The Lake Saint Louis Green Advisory Committee (GEAC) reminds residents that you can always reduce your energy consumption at your home. There are several no or low costs ways you can reduce your utility costs, while reducing your carbon footprint which collectively has a positive impact on our planet. Cost and energy savings can be attained during all times of the year, with summer and winter savings being more noticeable in our region.
Make sure all your doors, windows, and wall penetrations are properly sealed. Because colder air moves towards warmer air, gaps in walls or around windows and doors allow for cold air to escape into the heated interior in the winter and for air-conditioned cooler air to escape to the exterior in summer months.
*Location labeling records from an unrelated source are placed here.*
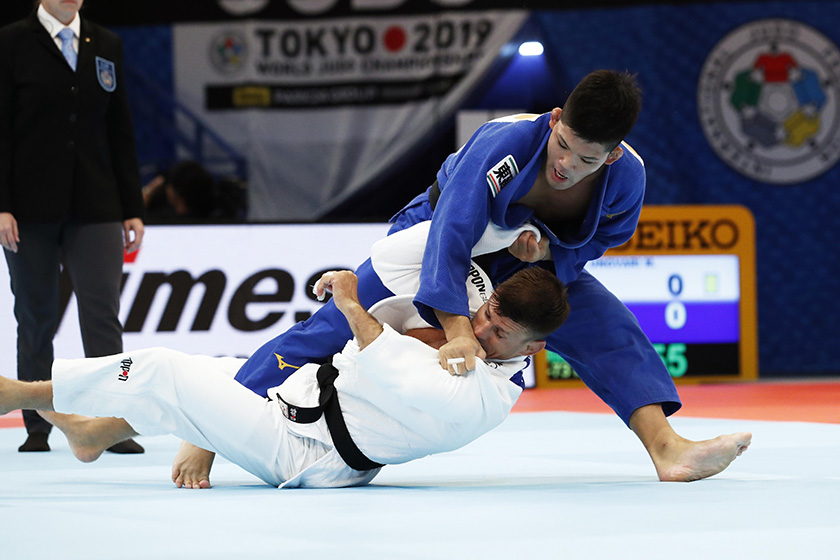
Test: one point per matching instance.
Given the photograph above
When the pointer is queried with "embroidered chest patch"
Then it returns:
(501, 174)
(106, 73)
There are several places where it is important to insulate your home’s building envelope from the heat of summer and cold of winter. In our region of the country, it is recommended residential attics are insulated to an R-value of 38 to 60. As an example, if your attic has 6” thick batt insulation installed between the joists of your attic floor, you can add 5“ to 11” of blown in insulation to bring your attic R-value to the recommended levels. Depending on the size of your attic, these improvements can cost as little as $100 to $200. Floors, especially those over the outdoors or indoor unconditioned spaces, should be insulated to an R-value of 35 to 30. For exterior walls, many homes are only built with 2×4 wood studs, with 3 ½” of batt insulation, which only provides an R-value of 11, when 16 is recommended. When replacing exterior siding, you can lower your utility bills by adding R-5 insulative wall sheathing before installing your new siding. If you find that exterior walls are not filled with insulation, there are many options to insulate these cavities. Another area is between floor joists that attach to top of concrete crawl space or basement walls. Batt insulation should be solidly installed on top of the concrete walls between the joists.
With sealing and insulation improvements, it is important to have your mechanical contractor verify that your ventilation system is working properly, especially in winter. With less heated air escaping to the exterior it is best to make sure your home is ventilated properly to eliminate the buildup of carbon dioxide and stale air inside your home.